Complying with our usual request “tell us of your wine as if it was a person” Filippo Rossi has no doubts, his Sangiovese is a determined, strong, charming male who loves standing out. We were probably expecting that. What did surprise us, was learning about this thirty something years old keen on exploring a long road of opportunities ahead while travelling the world. This Sangiovese is challenging the comfort zone, leaving behind its home territory and beautiful castle, seeking for adventures and chances to affirm itself.

 

 

The Castello di Ripa d’Orcia (Castele of Ripa d’Orcia) Winery is located in Castiglione d’Orcia, Val d’Orcia (Siena, Tuscany).
The vineyards are 300 meters above the sea level, south-west facing. All the plants are grown with cordon trained, spur pruned.

To produce Terre di Sotto (Sangiovese 100%) the grapes are thoroughly selected during a late-September harvest. The fermentation starts in steal containers with a controlled room temperature.

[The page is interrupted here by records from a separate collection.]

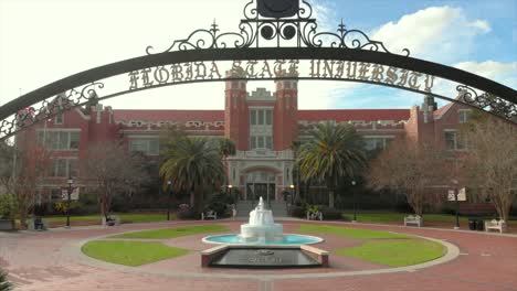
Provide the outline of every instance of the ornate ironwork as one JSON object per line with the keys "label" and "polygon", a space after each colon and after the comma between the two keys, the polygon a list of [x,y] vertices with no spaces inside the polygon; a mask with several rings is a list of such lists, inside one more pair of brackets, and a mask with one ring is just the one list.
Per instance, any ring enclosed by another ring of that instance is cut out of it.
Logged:
{"label": "ornate ironwork", "polygon": [[[220,33],[213,22],[210,29],[196,30],[186,39],[176,40],[161,53],[186,50],[207,48],[246,48],[246,47],[339,47],[369,50],[392,54],[382,42],[371,40],[360,30],[347,30],[338,24],[336,32],[318,32],[318,24],[313,17],[312,6],[302,0],[293,18],[264,18],[257,12],[256,0],[251,0],[243,9],[244,19],[239,24],[239,32]],[[146,53],[152,54],[154,47],[147,46]],[[408,48],[402,55],[409,56]]]}
{"label": "ornate ironwork", "polygon": [[50,101],[49,99],[45,99],[38,108],[30,106],[25,109],[19,110],[14,114],[13,119],[3,119],[0,122],[0,136],[12,136],[21,129],[29,128],[39,121],[49,119],[74,107],[84,105],[89,100],[96,99],[96,88],[104,88],[104,84],[94,82],[80,89],[73,88],[66,93],[59,94]]}
{"label": "ornate ironwork", "polygon": [[499,98],[493,94],[477,91],[468,86],[458,85],[456,90],[460,98],[467,105],[473,105],[481,109],[488,108],[487,111],[504,117],[508,120],[517,122],[517,105],[508,100]]}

The ageing takes place partly in 35 hectolitre oak barrels and partly in 5 hectolitre tonneaux, this process allows the soft tannins expression typical of mature Sangiovese. Eighteen months after the harvest, the wine is bottled and aged for a further 6 months. The Terre di Sotto is ruby red with purple shades. It has a good structure, complex and fully persistent flavour, spicy notes with red fruits intensity. The average yearly production is 5,000 bottles.

The Castello di Ripa d’Orcia vineyards grow at the feet of the castle, surrounded by woodland and mediterranean vegetation, all within the unadulterated ecosystem of Val d’Orcia. The soil is treated organically, preserving in this way the primal balance between all natural components, animal, mineral and vegetal. Working closely with nature in an uncomplicated yet respectful manner allows the earth’s energy to generate healthy and uncontaminated grapes. This dedication is then followed by a careful, unobtrusive work in the cellar, crucial for the expression of a unique terroir’s elegance and complexity.